Una ruleta gira, la bolilla es expulsada en sentido contrario, da varias vueltas circulares y empieza a saltar sobre los números. Un viejo, de mirada reconcentrada, está echado sobre la mesa de juego, casi volcado arriba de la ruleta. El tipo acaba de pedir nuevas fichas que no le traen y está convencido de que le ha hecho creer al dueño del Casino la idea de la reencarnación porque, a esta altura de la noche, debe lo que podrá pagar recién en la madurez de su quinta vida.
El dueño del Casino se le acerca, le dice que debe irse, que mañana lo espera para hablar de su deuda, pero que ya no le fiarán más fichas.
El viejo lo enfoca con odio, lo aparta de un manotazo, se dirige a la concurrencia para decirles que un día va a cambiar su suerte, y ese día gloriosos puede llegar si y solo si sigue jugando.
Algunos pocos jugadores ríen socarronamente, la mayoría lo ignora.
El dueño del casino indica con una mirada que deben aparecer los osos de seguridad.
El jugador mira al dueño del Casino, le dice que él sabe de lo que habla, sabe que la suerte llega, que si no él hoy no estaría en su Casino, porque cuando lo condenaron al patíbulo, e iba camino de la ejecución, la mano del azar, decidió que su carro lo dejara en una cárcel de Siberia. Que si no fuera por eso, hoy no se leerían sus novelas, ni sería un escritor reconocido fuera de Rusia, ni estaría gastando lo que le pagan las editoriales en la ruleta.
El encargado se le acerca, le apoya su mano en el hombro, le dice que todo el mundo conoce su historia, que para su Casino es un honor tenerlo cada día, sobro todo si regresa con algo de plata, para achicar deudas.
El viejo gruñe y debajo del bigote se les escapan algunos insultos.
En la puerta lo espera un carro. Se abre la puerta; desde el interior del carruaje lo invitan a pasar. Era morirse de frío o subir. Pisa el estribo. Adentro está se encuentra con un hombre armado y su editor.
Los caballos tiran por las calles nevadas y se detienen en la puerta de la casa del escritor. Salta de la carroza sin saludar y con una certeza: si en unas semanas no termina la novela prometida por contrato, la editorial se quedará con los derechos de toda su obra.
Eso le duele. No tanto por las monedas que le tira la editorial. El escritor no espera mayor dinero por su obra, en vida, porque sabe que su genialidad literaria es una acción del presente que reditúa con creces en un futuro que no lo contempla al genio vivo. El apriete del editor le duele por las penurias que llevaría a sus herederos.
Se encierra, prende la hoguera, hace cuentas: la novela está en su cabeza, pero si se pone a escribirla y, luego.
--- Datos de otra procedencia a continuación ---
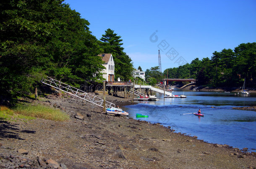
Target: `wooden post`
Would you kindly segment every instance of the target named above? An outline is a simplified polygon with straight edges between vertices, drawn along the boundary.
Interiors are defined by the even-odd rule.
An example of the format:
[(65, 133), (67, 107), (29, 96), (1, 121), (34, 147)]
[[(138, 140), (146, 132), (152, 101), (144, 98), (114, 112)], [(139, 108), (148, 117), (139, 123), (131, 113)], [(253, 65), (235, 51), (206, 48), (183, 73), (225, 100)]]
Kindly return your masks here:
[(133, 99), (134, 98), (134, 83), (135, 83), (135, 80), (133, 81), (133, 100), (132, 101), (133, 102)]
[(37, 88), (36, 87), (35, 89), (35, 99), (37, 100)]
[(141, 93), (141, 85), (140, 83), (140, 92)]
[(124, 92), (124, 94), (125, 94), (125, 96), (124, 96), (124, 98), (125, 98), (125, 93), (126, 93), (126, 88), (125, 88), (125, 92)]
[(103, 81), (103, 113), (106, 111), (106, 82)]

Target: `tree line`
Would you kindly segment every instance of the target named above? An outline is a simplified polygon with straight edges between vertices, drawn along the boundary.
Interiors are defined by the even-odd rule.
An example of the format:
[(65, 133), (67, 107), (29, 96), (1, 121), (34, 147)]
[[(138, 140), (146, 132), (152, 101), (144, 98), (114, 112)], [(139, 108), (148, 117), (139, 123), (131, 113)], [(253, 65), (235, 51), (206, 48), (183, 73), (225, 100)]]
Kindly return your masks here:
[(0, 2), (1, 94), (29, 93), (46, 76), (76, 87), (85, 81), (102, 81), (101, 53), (112, 54), (115, 78), (131, 78), (132, 60), (121, 36), (108, 29), (97, 39), (89, 22), (63, 1)]
[(234, 50), (215, 51), (210, 59), (196, 58), (190, 64), (167, 69), (163, 75), (168, 78), (193, 78), (198, 86), (214, 87), (241, 86), (245, 78), (247, 87), (255, 87), (255, 68), (256, 43), (248, 43)]

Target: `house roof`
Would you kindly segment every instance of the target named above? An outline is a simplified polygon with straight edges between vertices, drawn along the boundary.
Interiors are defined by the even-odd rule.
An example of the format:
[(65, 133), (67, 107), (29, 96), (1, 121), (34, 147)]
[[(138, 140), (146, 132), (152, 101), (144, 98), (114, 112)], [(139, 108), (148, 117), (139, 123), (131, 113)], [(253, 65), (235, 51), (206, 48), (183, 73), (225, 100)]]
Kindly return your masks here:
[(101, 56), (102, 60), (105, 62), (105, 63), (107, 63), (111, 55), (111, 53), (101, 53), (98, 55)]

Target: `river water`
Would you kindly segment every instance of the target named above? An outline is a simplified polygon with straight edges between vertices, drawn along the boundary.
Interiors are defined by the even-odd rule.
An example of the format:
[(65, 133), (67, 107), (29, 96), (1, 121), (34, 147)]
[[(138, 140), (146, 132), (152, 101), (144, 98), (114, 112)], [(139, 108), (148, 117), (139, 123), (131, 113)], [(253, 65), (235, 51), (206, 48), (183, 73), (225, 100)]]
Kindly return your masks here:
[[(170, 126), (175, 132), (196, 136), (208, 143), (228, 144), (242, 149), (245, 147), (256, 151), (256, 112), (235, 110), (234, 107), (256, 106), (256, 94), (249, 96), (234, 93), (185, 91), (186, 98), (164, 98), (157, 93), (159, 100), (137, 101), (137, 104), (123, 109), (129, 116), (136, 119), (160, 123)], [(183, 91), (173, 94), (183, 94)], [(204, 117), (192, 114), (201, 108)], [(136, 114), (149, 115), (136, 118)]]

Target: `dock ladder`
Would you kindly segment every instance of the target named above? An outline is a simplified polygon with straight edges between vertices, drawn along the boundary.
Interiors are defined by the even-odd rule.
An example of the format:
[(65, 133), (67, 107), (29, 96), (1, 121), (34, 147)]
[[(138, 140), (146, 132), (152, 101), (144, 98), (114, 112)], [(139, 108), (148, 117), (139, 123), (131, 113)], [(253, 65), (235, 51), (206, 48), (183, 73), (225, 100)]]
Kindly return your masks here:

Miró el almanaque y se dio cuenta que si se ponía a asarla a máquina no llega a tiempo. Necesita una secretaria para que escriba mientras él le dictaba. La secretaria llega, nunca pregunta cuál será su salario porque la mejor paga es acompañar al maestro admirado.
Fueron jornadas de trabajo que funden unos días con otros. La admiración que la chica tiene por el gran escritor muta a enamoramiento. El sabio, atento a los gestos de su asistente, se interesa por ella.
Una tarde, mientras él le dicta, hace un alto para pedirle un consejo sobre la psicología femenina de un personaje de la novela, una chica que era seducida por un viejo pintor. El escritor le pide a su asistente que se imagine que él es el pintor y ella la jovencita, y le pregunta qué respondería ella si él le pide que sea su esposa. Y ella dice que respondería que lo ama y lo amaría por siempre.
Del trabajo de ese dictado surgió el segundo matrimonio del escritor y su nueva novela “El Jugador”, que le permitiría salvar los derechos de su obra y hacerse de un poco de plata para ir al Casino.
Ese escritor se llama Fíodor Mijáilovich Dostoievsky y nació el 11 de noviembre de 1821 en Moscú.